America Media signed a 15-year lease for the office space, which is between 47th and 48th Streets — across the street from News Corporation and two blocks south of Rockefeller Center, the headquarters of NBC. St. Patrick’s Cathedral is just a few blocks away.
To Father Malone, the location is “ideal.”
The space, on the 11th floor of a 23-story 1965 building designed by Emery Roth & Sons, totaled 10,800 square feet. And its ceilings are 9 feet 8 inches high — just enough so that insulating layers could be added to the floor and ceiling of what would become the broadcast studio, making it as soundproof as possible.
The space, which had been gutted, cost $5.5 million to renovate.
Marvel clustered compact private offices in the center of the floor; glass fronts open them to the expanse of workstations in the newsroom and to the natural light from the windows on the perimeter of the floor.
The architects took inspiration from the austere rooms in Rome where Saint Ignatius of Loyola, the 16th-century priest and theologian who founded the Society of Jesus, as the Jesuit order is formally known, lived the last years of his life.
But they went in a more industrial direction, leaving concrete columns exposed and simply polishing the concrete floors.
“It’s an interesting combination of monastic selflessness with the subway aesthetic,” said Jonathan Marvel, the founding principal of his namesake firm.
Against the office’s spare backdrop, religious artifacts brought from the West 56th Street building stand out.
In the reception area, a crucifix and a gold-framed portrait of Saint Robert Bellarmine, an Italian Jesuit who was a key figure in the Counter-Reformation, decorate the walls. In a large multipurpose room off the reception area, a backlit panel of stained glass glows.
The door to the newsroom has lettering spelling out the dismissal pronounced at the end of Mass: “Go and announce the Gospel of the Lord.”
On a recent morning tour, the pages for a future issue of the magazine were pinned up on the glass walls of a common area that runs through the newsroom. A story titled “Couples Therapy With Chris Rock” stood out, but that and other eclectic topics are in keeping with the organization’s commitment to go beyond Catholic doctrine in its coverage. (Stephen Colbert was the first person to be interviewed in the broadcast studio, for a talk show to premiere in September.)
Father Malone professes an interest in design, and in an interview in his office with Guido Hartray, a founding partner of Marvel who led his firm’s design team on the project, he said he had enjoyed planning the new workplace. He personally went to furniture showrooms to try out seating.

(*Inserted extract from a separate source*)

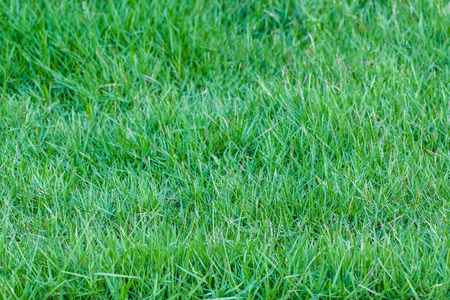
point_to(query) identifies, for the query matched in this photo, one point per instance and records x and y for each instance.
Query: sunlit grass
(224, 149)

Mr. Hartray, who attended a Jesuit high school in Chicago, said he had a particular interest in his clients. “I have an appreciation for the Jesuits because they were the ones who taught me how to do math and write coherently,” he said.
He added that working with priest clients was not so different from working with other mission-driven nonprofit organizations.

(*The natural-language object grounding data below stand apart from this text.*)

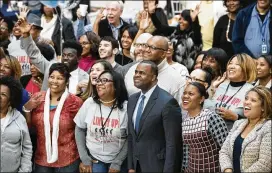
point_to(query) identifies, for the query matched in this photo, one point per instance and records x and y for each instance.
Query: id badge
(264, 49)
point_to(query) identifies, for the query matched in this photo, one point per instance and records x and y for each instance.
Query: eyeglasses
(139, 44)
(2, 28)
(84, 43)
(193, 79)
(103, 81)
(146, 46)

“They might be dressed in black and have a white collar,” Mr. Hartray said, “but eventually you’re having the same conversation you’d be having if you were talking to someone who does I.T. for a university or any other institution.”
For the chapel — where the priests take turns leading Friday Mass for themselves and any employees who care to attend — Marvel designed a walnut altar and ambo and a blackened-steel holy water font.
Cardinal Timothy M. Dolan, the archbishop of New York, paid a visit to bless the premises.
A table for editorial board meetings, built by a Jesuit brother in the 1950s for the West 56th Street offices, almost did not make it, however.
The 12-foot-long hunk of oak atop a massive base would not fit in the building’s elevators. After a cardboard mock-up of the table was cobbled together for a test run to ensure the real thing could be maneuvered around the staircase’s tight turns, 16 movers carried it up 10 flights of stairs.
With the table finally in place, “we built the room around it,” Father Malone said.
“Once I saw this table here,” he added, “it felt like home.”